Толстой, сидевший на самом краешке стула, неудобно привстал и, будто мужик перед барином, униженно поклонился.
Вот «Война и Мiръ», последнюю редакцию принёс, милейший Борис Борисович, сказал он смущённо.
Что, опять?! вскричал редактор и передними лапами театрально схватился за бессердечную грудь.
Всеми своими пятью немигающими глазами он уставился на Толстого, поражённый наглостью яснополянского сидельца, семь раз уже получившего отказ и снова припёршегося со своей беспомощной скукописью[6].

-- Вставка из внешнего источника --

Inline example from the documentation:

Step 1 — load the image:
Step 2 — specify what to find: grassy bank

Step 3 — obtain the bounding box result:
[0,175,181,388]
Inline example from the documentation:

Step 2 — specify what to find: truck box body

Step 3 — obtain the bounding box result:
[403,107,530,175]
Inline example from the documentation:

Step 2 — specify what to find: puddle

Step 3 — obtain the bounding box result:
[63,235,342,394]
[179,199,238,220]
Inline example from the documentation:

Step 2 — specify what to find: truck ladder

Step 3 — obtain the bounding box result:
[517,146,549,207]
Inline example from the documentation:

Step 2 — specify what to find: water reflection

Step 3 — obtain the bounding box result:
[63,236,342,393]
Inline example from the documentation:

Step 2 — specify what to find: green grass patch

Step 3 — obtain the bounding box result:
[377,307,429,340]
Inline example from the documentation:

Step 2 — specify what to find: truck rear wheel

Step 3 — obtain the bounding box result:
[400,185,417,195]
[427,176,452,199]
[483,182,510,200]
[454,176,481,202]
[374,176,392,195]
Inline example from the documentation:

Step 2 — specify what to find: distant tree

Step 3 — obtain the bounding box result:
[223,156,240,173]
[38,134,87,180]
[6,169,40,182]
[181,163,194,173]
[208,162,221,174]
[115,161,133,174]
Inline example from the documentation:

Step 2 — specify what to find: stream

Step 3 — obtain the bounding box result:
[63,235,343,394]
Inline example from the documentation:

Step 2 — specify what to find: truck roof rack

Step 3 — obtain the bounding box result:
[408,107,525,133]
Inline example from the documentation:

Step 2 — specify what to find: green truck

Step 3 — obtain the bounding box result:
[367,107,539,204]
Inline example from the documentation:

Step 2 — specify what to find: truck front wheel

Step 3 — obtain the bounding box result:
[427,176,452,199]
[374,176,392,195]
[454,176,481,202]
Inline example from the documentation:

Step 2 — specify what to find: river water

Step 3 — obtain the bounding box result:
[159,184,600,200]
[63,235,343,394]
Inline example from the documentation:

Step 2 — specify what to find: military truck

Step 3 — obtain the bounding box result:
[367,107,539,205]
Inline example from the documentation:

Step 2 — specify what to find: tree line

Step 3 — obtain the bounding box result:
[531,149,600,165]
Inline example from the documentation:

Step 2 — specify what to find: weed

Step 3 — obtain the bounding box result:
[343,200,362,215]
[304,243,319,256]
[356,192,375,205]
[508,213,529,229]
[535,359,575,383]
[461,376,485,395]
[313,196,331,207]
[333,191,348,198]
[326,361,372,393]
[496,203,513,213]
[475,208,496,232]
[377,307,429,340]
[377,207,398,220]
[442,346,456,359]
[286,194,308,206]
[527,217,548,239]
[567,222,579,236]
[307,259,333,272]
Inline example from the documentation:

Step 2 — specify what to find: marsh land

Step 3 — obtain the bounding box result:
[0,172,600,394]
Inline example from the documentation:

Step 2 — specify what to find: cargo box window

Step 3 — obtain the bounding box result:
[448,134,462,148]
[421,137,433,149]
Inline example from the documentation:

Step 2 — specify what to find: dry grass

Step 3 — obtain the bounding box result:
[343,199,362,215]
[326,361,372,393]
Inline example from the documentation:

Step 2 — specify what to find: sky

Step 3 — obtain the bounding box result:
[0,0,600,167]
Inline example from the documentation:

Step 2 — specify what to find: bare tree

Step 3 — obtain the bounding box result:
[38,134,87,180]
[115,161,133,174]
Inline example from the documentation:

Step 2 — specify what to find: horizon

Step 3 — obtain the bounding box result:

Лев Николаевич, возможно, ожидавший подобной реакции, развёл натруженные руки и смиренно ответил, оправдывая своё вторжение в тихий, безрадостный мир редактора:
Так ведь последняя, Борис Борисович.
И что как последняя?! Разве я не ясно выразился семь раз, что ваш так называемый роман нам не надобен. Да и что это за роман такой всё перемешано: война, мир Трудно даже догадываться, где кончается история и где начинается роман и обратно[7]. А эти ваши герои: князь Андрей, Наташа Ростова, Пьер, Кутузов вы пишете не людей, а типажи, не судьбы, а схемы[8]. Катастрофическое неумение строить сюжет[9]Мне продолжать?
Не стоит, тихо ответил Толстой.
Костя увидел, как по лицу смиренного Льва текут неподдельные слёзы, и ему стало горько и стыдно за неблагодарных, невежественных насекомых, до боли бездарных и, как всякая тварь, бессердечных. «Ну как такое ничтожество может раскрывать своё богомольное хайло на гения? возмущался он, глядя из своего укрытия на разыгрывающуюся перед ним драму. Ты-то что создал, паразит чешуйчатый? Сидишь царьком да думаешь только о том, чем утробу набить». И Костя не выдержал. Позабыв, что он тварь дрожащая, Гугл оставил свою паутину и в тонкую щель между дверцей и шкафом (впервые за долгие годы) выполз наружу.